Le chiffre d’affaires d’Evolis progresse de 39,2% en 2015
Mais si Evolis court le monde, ses salariés restent angevins. Ici, on ne parle pas de délocalisation. On peut donc être une entreprise de croissance, avoir un métier de fabrication et d’assemblage de composants complexes, voir une bonne partie de son activité reposer sur des opérations manuelles, et tout faire pour maintenir l’emploi dans la région angevine. On peut ainsi être le patron ambitieux d’une société cotée, et construire son projet professionnel autour d’un engagement social et du bien-être des salariés. Un succès qui ne se mesure pas dans les seuls chiffres d’un tableur excel, mais aussi dans les poignées de mains et les regards d’employés heureux d’être là.
Ma Formation Officinale
Notre Learning Expedition s’est terminée par une nouvelle rencontre étonnante. C’est dans un vieil hôtel particulier du centre d’Angers, entièrement réhabilité, que nous avons fait une intrusion dans l’univers du e-learning. Charles Woitiez, l’entrepreneur qui nous reçoit, dénote dans cet univers figé par le temps. Parce qu’ici, entre les marbres des murs et sous les lustres anciens, on parle plateforme web, développement personnel continu, formation collaborative et innovation dans l’univers des pharmacies.
Ma Formation Officinale a été créée en 2007 pour permettre aux pharmaciens et à leurs collaborateurs de se former sans contrainte de disponibilité et de déplacement. Elle s’appuie aujourd’hui sur un réseau de 80 médecins spécialistes, emploie 5 pharmaciens à temps plein sur les parcours de formation, et forme 23.000 apprenants à distance. Avec un revenu qui repose sur une formule d’abonnement et un contenu facilement adaptable à l’étranger, le modèle est hautement “scalable” comme l’on dit dans la langue des startuppers. Du coup le développement à grande échelle est lancé : ils viennent de s’implanter en Espagne et de lancer NaoCare, une solution pour faciliter l’éducation des patients par les professionnels de santé. Une pépite angevine est née !
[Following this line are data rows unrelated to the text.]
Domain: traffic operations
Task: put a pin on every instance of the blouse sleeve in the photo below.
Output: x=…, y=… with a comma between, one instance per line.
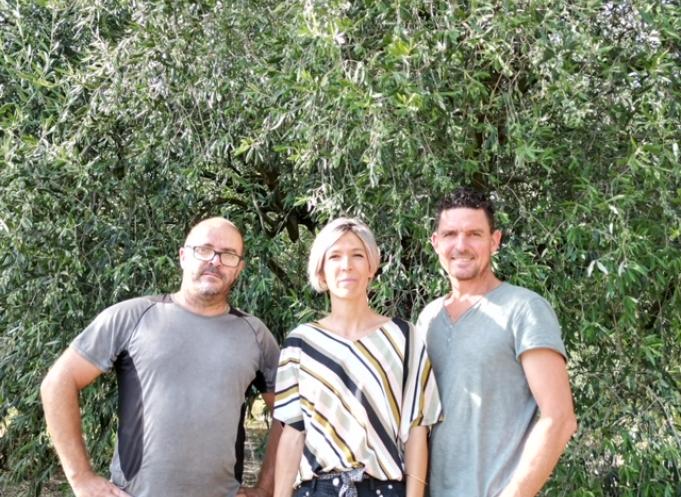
x=287, y=407
x=420, y=399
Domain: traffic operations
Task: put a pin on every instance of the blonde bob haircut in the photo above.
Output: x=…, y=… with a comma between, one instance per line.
x=329, y=235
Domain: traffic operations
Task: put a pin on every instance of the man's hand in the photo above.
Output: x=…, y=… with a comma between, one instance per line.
x=252, y=492
x=93, y=485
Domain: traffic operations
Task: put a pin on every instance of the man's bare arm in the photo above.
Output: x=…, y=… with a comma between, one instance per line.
x=548, y=380
x=60, y=396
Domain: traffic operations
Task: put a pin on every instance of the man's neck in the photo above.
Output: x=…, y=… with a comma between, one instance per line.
x=203, y=307
x=474, y=288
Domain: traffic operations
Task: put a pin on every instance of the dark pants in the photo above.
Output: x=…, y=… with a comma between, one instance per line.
x=368, y=487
C’est donc tout cela que notre Learning Expedition a vécu dans un concentré de journée, forcément trop court. Nous aurions tellement aimé écouter d’autres destins d’entrepreneurs, toucher du doigt d’autres objets produits par la main de l’homme ou sortis de chaines mécanisées, sentir d’autres parfums et goûter d’autres saveurs. Nous aurions surtout voulu savoir, plus fortement encore, que notre pays parfois si morose, vibre pourtant d’une incroyable énergie créatrice.
Une énergie et une volonté dont on a pu mesurer, au fil des mots et des visites, à quel point elles se mariaient bien à la douceur angevine.
Merci donc à Bruno Giffard, Louis-Marie Pasquier, Emmanuel Picot, Charles Woitiez, Thibault Beucher et Cyrille Saint-Olive, pour nous avoir offert un si beau voyage en terre d’entrepreneurs.